At the start of this drive, the sun had set over dusty plains, where sheep-tracks led like wheel spokes to water tanks. Through the night the sun passed under saltbush
plains, muddy lakes, orange groves, vineyards, under the River Murray, under thickets of mallee. It rose, still in sheep country, deep to the south, west of the Grampians somewhere, splintering through red gums. The air was scented with moisture. The grass was juicy, thick and green. Thistles luxuriated along the roadsides, broad leaves striated like slugs. There was no such thing as grass where they had come from: no plenty. The distance involved was the same as from Brisbane to Townsville, or the full length of the North Island of New Zealand. It was like driving from John O'Groats to Land's End, or from New York to Florida. All night there had been hardly any other traffic — just occasional headlights descending from the far horizon.

At this time of year, every year, Harold did almost the whole stretch of this route every weekend. From wherever he shore he regularly drove home, trying to keep his family together, taking his children to the Mormon church on Sunday mornings, before heading down to Victoria again.
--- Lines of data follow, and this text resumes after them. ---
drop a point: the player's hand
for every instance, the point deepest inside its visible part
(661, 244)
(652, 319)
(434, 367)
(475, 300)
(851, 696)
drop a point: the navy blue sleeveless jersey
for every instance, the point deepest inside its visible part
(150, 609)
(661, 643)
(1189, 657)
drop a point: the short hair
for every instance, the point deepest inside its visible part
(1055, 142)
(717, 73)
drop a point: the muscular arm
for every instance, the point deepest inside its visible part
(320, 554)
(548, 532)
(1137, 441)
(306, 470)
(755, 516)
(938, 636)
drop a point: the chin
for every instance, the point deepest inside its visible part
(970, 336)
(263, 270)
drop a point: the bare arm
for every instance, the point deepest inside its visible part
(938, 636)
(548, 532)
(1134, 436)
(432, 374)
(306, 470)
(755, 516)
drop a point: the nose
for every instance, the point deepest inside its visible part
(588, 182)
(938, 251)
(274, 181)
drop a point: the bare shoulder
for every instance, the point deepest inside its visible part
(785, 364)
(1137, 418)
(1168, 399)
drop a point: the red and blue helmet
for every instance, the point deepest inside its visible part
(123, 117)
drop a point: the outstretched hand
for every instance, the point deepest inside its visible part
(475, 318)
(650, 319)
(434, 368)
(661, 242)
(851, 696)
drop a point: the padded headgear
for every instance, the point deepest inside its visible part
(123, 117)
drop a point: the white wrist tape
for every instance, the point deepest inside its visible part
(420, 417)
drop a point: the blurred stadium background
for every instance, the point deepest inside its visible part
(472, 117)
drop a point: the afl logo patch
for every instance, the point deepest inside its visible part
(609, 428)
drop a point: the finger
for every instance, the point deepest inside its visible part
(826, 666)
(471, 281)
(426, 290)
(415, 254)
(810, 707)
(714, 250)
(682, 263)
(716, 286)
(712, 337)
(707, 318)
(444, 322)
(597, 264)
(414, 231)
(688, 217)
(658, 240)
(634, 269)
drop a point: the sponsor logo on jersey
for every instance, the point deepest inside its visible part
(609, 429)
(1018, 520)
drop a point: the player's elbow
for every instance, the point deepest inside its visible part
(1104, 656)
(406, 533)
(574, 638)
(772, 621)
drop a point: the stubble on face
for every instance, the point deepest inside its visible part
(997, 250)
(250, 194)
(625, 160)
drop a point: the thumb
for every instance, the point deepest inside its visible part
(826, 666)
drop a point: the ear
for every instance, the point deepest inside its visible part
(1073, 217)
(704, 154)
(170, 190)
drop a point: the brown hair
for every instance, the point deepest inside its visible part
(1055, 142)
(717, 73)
A truckdriver recommended pills, which Harold took to keep himself awake. When he was told they were drugs and he might become addicted he said, ‘Well, I won't be taking them again' — then maybe shouldering the opinion aside because he had to, blinking away exhaustion, scrabbling his big fist into the glove box next time round, taking what was needed.

At long intervals in the night those other headlights materialised in the far sky and interminably sank down. When they bore past eventually they did so blindingly, with a whomp of air, as if something had leapt flashing from the dark, from the deep, from the waters of where they were going.